I made a few of the off-by-one kind of typos with clients and coworkers really early on in my career, and learned to always always proofread before I ended up having a chat with HR for something completely unintentional.

Examples:

Mild kitty indigestion -> Milf kitty indigestion

Is your free/busty time showing correctly now?


Sometimes I'll type something correct, hit send, and it'll autocorrect the correct word to an incorrect word, e.g. "ant mode" to "any more", AFTER I've hit the send button


I think this happens because generally, autocorrect will do its thing after pressing space, or some other type of white space. At the end of a message, we usually press enter, which then serves both as the autocorrect trigger and the send trigger. You could notice that autocorrect has still selected the word (thus indicating its intention to correct), but really, that’s a bit subtle.

I would think that pressing enter should only send if no autocorrect was triggered by it (and sending requires hitting enter a second time), but maybe then you get the even bigger problem of constantly forgetting to actually send.


Or people could use punctuation at the end of messages. But then Gen Z will think you're mad at them.

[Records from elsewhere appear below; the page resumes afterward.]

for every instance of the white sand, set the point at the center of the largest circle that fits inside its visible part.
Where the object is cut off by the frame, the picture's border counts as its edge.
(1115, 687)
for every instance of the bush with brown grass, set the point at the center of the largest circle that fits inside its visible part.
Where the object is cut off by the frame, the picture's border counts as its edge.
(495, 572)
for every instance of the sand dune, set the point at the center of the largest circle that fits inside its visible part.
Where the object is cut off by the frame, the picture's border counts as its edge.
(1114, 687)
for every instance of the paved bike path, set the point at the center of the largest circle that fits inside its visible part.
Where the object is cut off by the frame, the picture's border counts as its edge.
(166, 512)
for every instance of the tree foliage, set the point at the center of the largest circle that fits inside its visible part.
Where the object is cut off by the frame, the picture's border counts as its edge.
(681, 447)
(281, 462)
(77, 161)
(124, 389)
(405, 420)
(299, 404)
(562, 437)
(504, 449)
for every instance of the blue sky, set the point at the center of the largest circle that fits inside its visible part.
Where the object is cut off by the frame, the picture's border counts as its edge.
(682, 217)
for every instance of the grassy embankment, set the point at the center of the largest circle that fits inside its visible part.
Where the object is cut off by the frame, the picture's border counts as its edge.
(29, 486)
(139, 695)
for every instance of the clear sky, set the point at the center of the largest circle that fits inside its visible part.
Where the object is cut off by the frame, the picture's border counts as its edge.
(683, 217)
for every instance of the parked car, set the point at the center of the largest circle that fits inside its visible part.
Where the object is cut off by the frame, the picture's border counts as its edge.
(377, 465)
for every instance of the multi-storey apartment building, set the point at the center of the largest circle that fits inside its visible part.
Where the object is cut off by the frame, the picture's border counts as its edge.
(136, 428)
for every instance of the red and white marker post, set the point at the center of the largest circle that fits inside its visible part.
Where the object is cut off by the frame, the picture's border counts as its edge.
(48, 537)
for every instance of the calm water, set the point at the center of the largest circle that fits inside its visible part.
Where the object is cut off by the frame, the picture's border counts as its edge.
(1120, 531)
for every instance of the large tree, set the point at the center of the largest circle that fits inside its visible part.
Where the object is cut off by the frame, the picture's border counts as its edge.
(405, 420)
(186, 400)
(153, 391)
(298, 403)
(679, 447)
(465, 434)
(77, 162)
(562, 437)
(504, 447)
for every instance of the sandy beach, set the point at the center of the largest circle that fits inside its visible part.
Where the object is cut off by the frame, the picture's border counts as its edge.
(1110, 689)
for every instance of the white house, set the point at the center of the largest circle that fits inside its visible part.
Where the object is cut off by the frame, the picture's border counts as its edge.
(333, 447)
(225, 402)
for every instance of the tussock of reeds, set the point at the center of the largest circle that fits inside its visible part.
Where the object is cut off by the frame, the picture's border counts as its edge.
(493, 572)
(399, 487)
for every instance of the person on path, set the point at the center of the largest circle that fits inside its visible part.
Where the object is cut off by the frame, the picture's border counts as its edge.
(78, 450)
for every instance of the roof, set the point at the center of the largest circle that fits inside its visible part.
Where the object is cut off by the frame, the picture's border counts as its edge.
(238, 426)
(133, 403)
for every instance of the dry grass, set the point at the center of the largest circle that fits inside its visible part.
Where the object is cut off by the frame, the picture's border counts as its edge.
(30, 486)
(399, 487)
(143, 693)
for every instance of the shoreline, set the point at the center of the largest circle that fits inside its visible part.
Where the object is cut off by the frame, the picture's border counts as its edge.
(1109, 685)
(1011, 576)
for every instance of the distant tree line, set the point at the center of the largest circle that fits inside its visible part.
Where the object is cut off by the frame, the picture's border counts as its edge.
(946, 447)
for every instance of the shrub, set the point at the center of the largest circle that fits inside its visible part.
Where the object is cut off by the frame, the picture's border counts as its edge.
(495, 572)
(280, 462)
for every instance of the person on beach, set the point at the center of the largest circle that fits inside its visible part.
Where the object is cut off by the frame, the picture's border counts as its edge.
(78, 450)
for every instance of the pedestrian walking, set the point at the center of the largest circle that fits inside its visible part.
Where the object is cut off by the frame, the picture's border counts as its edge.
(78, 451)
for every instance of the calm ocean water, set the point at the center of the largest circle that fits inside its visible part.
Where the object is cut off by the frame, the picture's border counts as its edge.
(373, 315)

Most of my typos of this sort come from turning auto correct off, because I do not like it rewriting my language when it guesses a word completely wrong.


It's really consistently this dogshit for me. Both Android and iOS.


3 typos? I only see 2.


2 typos (ant -> any, mode -> more), with one of them repeated. Could arguably be called 2 or 3, depending on whether we're counting classes or instances.


This. This right here is peak HN.


Geeks gonna geek it


I do something similar, I call it 2n+1. When I use n items in a room or put stuff there, i try to collect or clean 2n + 1 items.


That's a cool name!

I think I do the same, e.g. when I have to pack up for a vacation and at the same time need to bring my apartment in good shape: I basically just look around, see what looks wrong, fix it. Continue with the next.

I regularly amaze myself when at some point I take a small break or walk into another room and stuff looks really much better.


That’s a great description. On top of this, if I clean just one thing I feel a sense of accomplishment. Meaning I clean a second thing to feel that again. In no time, my house is in order.

99% of the battle is just starting.


Chef once told me "mise en place is a way of life". I'm still living it. Very similar to ant mode.